Le procureur général, dans ses dernières conclusions du 16 juillet 2024, requiert à titre principal l’irrecevabilité de la requête, et à titre subsidiaire, la fixation d’une indemnité de 5 000 euros au titre du préjudice du fait de la détention provisoire subie, outre 750 euros au titre de l’article 700 du code de procédure civile. Il indique à l’audience que la reprise des poursuites est possible jusqu’en 2026.
MOTIFS
EN LA FORME
Il résulte des articles 149 à 150 du code de procédure pénale qu’une indemnité est accordée, à sa demande, à la personne ayant fait l’objet d’une détention provisoire, au cours d’une procédure terminée à son égard par une décision devenue définitive de non-lieu, de relaxe ou d’acquittement.
De par ce texte le législateur a posé le principe, sauf dans des cas limitatifs énumérés, que toute personne non déclarée coupable définitivement ait le droit d’obtenir réparation du préjudice que lui a causé la détention, quelle que soit la cause de la non déclaration de culpabilité.
En l’espèce, la cour d’appel de Montpellier, par un arrêt du 23 avril 2020, a infirmé le jugement du tribunal judiciaire entrepris en ses dispositions pénales, fait droit à l’exception d’incompétence soulevée, et renvoyé le ministère public à mieux se pourvoir. Cette décision est définitive compte tenu du certificat de non pourvoi produit.

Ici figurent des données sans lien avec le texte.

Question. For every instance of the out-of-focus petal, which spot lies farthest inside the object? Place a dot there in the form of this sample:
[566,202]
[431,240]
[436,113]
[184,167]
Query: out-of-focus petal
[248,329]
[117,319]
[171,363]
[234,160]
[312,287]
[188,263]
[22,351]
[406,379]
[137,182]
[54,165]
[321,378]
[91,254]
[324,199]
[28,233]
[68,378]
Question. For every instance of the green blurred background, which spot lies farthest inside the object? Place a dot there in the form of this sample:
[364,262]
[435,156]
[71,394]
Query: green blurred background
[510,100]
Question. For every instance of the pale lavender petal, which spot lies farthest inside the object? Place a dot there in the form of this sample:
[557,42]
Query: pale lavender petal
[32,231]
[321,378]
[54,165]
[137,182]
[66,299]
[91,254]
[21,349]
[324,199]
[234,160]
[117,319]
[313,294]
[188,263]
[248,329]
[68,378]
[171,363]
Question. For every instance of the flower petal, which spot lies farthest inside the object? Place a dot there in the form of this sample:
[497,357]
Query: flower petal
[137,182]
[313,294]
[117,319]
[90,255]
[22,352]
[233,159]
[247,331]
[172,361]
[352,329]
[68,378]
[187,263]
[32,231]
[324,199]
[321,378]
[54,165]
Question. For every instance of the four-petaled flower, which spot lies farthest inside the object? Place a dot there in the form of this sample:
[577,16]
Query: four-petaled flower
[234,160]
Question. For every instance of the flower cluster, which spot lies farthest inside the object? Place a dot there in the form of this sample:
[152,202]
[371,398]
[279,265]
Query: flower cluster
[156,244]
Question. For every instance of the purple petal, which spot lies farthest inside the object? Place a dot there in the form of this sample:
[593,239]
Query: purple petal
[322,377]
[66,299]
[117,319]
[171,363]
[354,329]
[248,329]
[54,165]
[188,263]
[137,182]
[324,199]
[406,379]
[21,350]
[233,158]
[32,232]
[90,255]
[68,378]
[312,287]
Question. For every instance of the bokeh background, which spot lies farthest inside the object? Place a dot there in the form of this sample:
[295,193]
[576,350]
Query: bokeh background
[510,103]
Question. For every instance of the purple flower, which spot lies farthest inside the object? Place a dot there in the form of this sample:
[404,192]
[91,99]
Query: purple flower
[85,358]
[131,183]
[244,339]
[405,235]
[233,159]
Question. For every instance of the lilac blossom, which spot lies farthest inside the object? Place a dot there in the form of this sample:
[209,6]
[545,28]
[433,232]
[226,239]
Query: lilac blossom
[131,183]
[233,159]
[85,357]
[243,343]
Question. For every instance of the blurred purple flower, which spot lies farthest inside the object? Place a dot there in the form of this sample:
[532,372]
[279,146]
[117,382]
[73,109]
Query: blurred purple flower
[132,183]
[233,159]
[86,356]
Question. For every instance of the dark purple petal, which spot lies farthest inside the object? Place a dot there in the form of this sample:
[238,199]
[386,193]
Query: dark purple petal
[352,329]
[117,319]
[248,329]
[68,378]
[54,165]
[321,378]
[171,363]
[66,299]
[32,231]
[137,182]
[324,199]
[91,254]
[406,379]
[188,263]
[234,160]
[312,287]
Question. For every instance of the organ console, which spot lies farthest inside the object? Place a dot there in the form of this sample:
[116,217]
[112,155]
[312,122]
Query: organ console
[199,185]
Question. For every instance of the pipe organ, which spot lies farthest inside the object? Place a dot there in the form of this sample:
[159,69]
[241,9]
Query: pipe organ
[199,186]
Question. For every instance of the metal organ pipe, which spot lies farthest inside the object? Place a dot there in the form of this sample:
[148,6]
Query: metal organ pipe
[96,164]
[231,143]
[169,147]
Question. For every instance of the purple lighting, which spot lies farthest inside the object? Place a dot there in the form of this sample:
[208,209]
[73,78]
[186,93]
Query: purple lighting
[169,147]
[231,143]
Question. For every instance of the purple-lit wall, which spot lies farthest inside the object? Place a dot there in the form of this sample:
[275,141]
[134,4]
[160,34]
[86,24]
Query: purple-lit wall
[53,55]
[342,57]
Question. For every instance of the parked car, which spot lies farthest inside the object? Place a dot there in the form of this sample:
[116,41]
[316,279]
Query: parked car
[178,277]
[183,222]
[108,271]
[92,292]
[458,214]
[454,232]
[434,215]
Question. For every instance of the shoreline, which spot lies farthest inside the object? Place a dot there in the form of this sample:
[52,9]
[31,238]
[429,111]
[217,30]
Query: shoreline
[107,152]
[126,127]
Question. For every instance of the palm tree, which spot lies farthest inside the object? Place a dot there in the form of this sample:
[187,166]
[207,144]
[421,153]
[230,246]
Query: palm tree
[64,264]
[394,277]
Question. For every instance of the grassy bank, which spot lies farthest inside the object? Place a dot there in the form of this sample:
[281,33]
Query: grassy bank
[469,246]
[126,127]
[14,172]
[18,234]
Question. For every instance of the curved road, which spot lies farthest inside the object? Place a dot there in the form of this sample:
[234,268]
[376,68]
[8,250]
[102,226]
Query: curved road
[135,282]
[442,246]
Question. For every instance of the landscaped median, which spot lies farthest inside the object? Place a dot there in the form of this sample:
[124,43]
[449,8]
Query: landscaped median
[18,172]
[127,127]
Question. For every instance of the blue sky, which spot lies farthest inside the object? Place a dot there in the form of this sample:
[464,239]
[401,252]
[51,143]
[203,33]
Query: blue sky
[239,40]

Toutefois, l’action publique n’est pas éteinte dès lors que le ministère public dispose de l’opportunité des poursuites jusqu’à l’expiration du délai de prescription de l’action publique le 26 avril 2026. En effet, si l’infirmation du jugement et l’exception d’incompétence accueillie empêchent le requérant d’obtenir une décision de non-lieu, de relaxe ou d’acquittement à son profit, cela ne fait pas obstacle à une reprise éventuelle des poursuites dans la mesure où la chambre des appels correctionnels a renvoyé le procureur de la République à mieux se pourvoir.
Il ressort des pièces que le conseil de Monsieur [U] a demandé au parquet du tribunal judiciaire de Montpellier les suites qu’il envisageait de prendre dans la procédure le concernant par message RPVA du 23 juillet 2024. Or aucune réponse du parquet n’est produite au dossier et le parquet général indique à l’audience que la reprise des poursuites est possible jusqu’en 2026, de sorte que rien ne permet de vérifier que l’action publique s’est éteinte et que Monsieur [U] est définitivement mis hors de cause. Il résulte de ces éléments que la non déclaration de culpabilité du requérant n’est pas définitive.
Par conséquent, la condition première de mise en 'uvre des dispositions de l’article 149 du code de procédure pénale n’étant pas remplie, il convient de déclarer la requête de Monsieur [U] irrecevable.
Chaque partie supportera la charge de ses dépens et il n’y a pas lieu de faire application de l’article 700 du code de procédure civile.
PAR CES MOTIFS,
Statuant publiquement, contradictoirement, par décision susceptible de recours,
DECLARONS irrecevable la requête en indemnisation de la détention provisoire de Monsieur [E] [U] devant le premier président,
LAISSONS chaque partie supporter la charge de ses dépens,
DISONS n’y avoir lieu à application de l’article 700 du code de procédure civile.